Namun, penting dipahami bahwa ramalan weton bukan kepastian masa depan. Kekayaan dan kesuksesan seseorang tetap dipengaruhi oleh kerja keras, keterampilan, keputusan finansial, kesempatan, lingkungan, dan kemampuan menghadapi berbagai tantangan.

Lantas, weton apa saja yang dipercaya mampu menjadi kaya raya justru setelah melewati masa diremehkan dan dihina? Berikut ulasannya.

1. Senin Wage

Pemilik weton Senin Wage dipercaya memiliki karakter tenang dan tidak mudah terpancing oleh perkataan orang lain. 

Ketika mendapat kritik atau bahkan hinaan, mereka cenderung tidak langsung bereaksi dengan emosi. 

Sikap inilah yang membuat Senin Wage digambarkan sebagai pribadi yang mampu menyimpan tenaga untuk sesuatu yang lebih penting, yaitu membangun kehidupan.

Dalam sejumlah pembahasan Primbon Jawa, Senin Wage dikenal mempunyai kecerdasan emosional yang cukup baik. 

Mereka dipercaya mengetahui kapan harus berbicara, kapan harus menahan diri, dan kapan harus mengambil sikap. 

Karakter seperti ini membuat mereka tidak mudah kehilangan fokus hanya karena penilaian orang lain.

Ketika diremehkan, Senin Wage justru dapat menjadikannya sebagai dorongan untuk bekerja lebih serius. 

Mereka tidak harus menjawab hinaan dengan kata-kata karena hasil pekerjaan dianggap jauh lebih kuat untuk membungkam keraguan.

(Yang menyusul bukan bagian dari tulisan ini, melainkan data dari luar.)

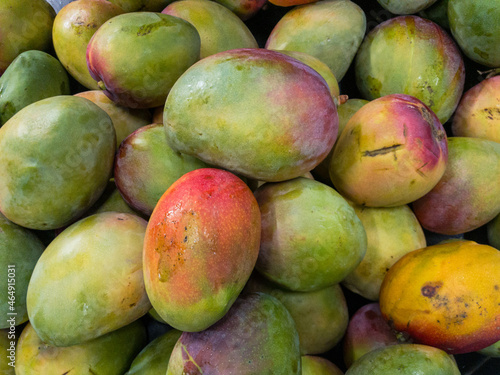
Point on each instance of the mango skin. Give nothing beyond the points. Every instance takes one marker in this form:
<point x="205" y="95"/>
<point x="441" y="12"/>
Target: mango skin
<point x="493" y="232"/>
<point x="220" y="29"/>
<point x="311" y="237"/>
<point x="391" y="152"/>
<point x="25" y="25"/>
<point x="405" y="359"/>
<point x="279" y="109"/>
<point x="256" y="336"/>
<point x="96" y="264"/>
<point x="62" y="145"/>
<point x="367" y="331"/>
<point x="330" y="30"/>
<point x="125" y="120"/>
<point x="391" y="233"/>
<point x="164" y="47"/>
<point x="474" y="27"/>
<point x="413" y="56"/>
<point x="32" y="76"/>
<point x="467" y="195"/>
<point x="321" y="316"/>
<point x="73" y="27"/>
<point x="201" y="246"/>
<point x="405" y="6"/>
<point x="110" y="354"/>
<point x="245" y="9"/>
<point x="478" y="113"/>
<point x="153" y="359"/>
<point x="146" y="166"/>
<point x="312" y="365"/>
<point x="21" y="248"/>
<point x="445" y="296"/>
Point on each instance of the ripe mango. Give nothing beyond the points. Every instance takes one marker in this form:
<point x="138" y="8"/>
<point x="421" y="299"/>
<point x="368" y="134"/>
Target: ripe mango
<point x="201" y="246"/>
<point x="445" y="296"/>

Dalam perjalanan menuju kemapanan, pemilik weton ini dipercaya lebih memilih proses yang perlahan tetapi konsisten. 

Rezeki tidak selalu datang secara mendadak, tetapi dapat berkembang melalui pekerjaan, usaha, relasi, dan kemampuan mengelola peluang.

Sifat sabar dan mampu menahan diri menjadi kekuatan tersendiri. Ketika dipadukan dengan disiplin serta kemampuan mengatur keuangan, karakter tersebut dipercaya dapat membawa Senin Wage menuju kehidupan yang lebih mapan.

Pada akhirnya, kesuksesan Senin Wage bukan tentang membalas orang yang pernah meremehkan, melainkan membuktikan bahwa kesabaran juga dapat menghasilkan pencapaian besar.

2. Senin Pon

Senin Pon dipercaya sebagai salah satu weton yang mempunyai karakter sabar dan cukup kuat menghadapi kritik. 

Ketika orang lain meragukan kemampuan mereka, pemilik weton ini tidak selalu menganggapnya sebagai serangan pribadi. 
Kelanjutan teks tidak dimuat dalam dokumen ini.